Words or Vision: Do Vision-Language Models Have Blind Faith in Text?
Ailin Deng, Tri Cao, Zhirui Chen, Bryan Hooi
2025-03-11
Summary
This paper talks about AI systems that use both images and text, which tend to trust written words too much even when the picture shows something different, like believing a label says 'broccoli' when the photo clearly shows peppers.
What's the problem?
These AI models often ignore visual evidence if the text disagrees, leading to mistakes like misidentifying objects or falling for misleading descriptions, which could be dangerous in real-world applications like self-driving cars.
What's the solution?
Researchers suggest training the AI with more examples where text and images contradict each other, and adjusting how the AI processes text and visual data to balance their importance.
Why it matters?
Fixing this helps make AI safer and more reliable for tasks where accurate understanding of both images and text matters, like medical diagnosis or autonomous vehicles, reducing risks from incorrect decisions.
Abstract
Vision-Language Models (VLMs) excel in integrating visual and textual information for vision-centric tasks, but their handling of inconsistencies between modalities is underexplored.

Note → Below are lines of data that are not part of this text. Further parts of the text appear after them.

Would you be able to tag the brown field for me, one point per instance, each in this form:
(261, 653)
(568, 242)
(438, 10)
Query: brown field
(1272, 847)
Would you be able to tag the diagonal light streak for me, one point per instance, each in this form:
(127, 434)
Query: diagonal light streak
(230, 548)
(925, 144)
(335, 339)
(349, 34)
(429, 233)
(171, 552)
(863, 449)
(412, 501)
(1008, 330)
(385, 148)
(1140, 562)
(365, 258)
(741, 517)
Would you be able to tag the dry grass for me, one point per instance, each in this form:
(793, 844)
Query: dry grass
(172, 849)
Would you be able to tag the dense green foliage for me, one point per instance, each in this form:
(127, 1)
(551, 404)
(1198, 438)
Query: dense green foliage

We investigate VLMs' modality preferences when faced with visual data and varied textual inputs in vision-centered settings. By introducing textual variations to four vision-centric tasks and evaluating ten Vision-Language Models (VLMs), we discover a ``blind faith in text'' phenomenon: VLMs disproportionately trust textual data over visual data when inconsistencies arise, leading to significant performance drops under corrupted text and raising safety concerns. We analyze factors influencing this text bias, including instruction prompts, language model size, text relevance, token order, and the interplay between visual and textual certainty. While certain factors, such as scaling up the language model size, slightly mitigate text bias, others like token order can exacerbate it due to positional biases inherited from language models. To address this issue, we explore supervised fine-tuning with text augmentation and demonstrate its effectiveness in reducing text bias. Additionally, we provide a theoretical analysis suggesting that the blind faith in text phenomenon may stem from an imbalance of pure text and multi-modal data during training. Our findings highlight the need for balanced training and careful consideration of modality interactions in VLMs to enhance their robustness and reliability in handling multi-modal data inconsistencies.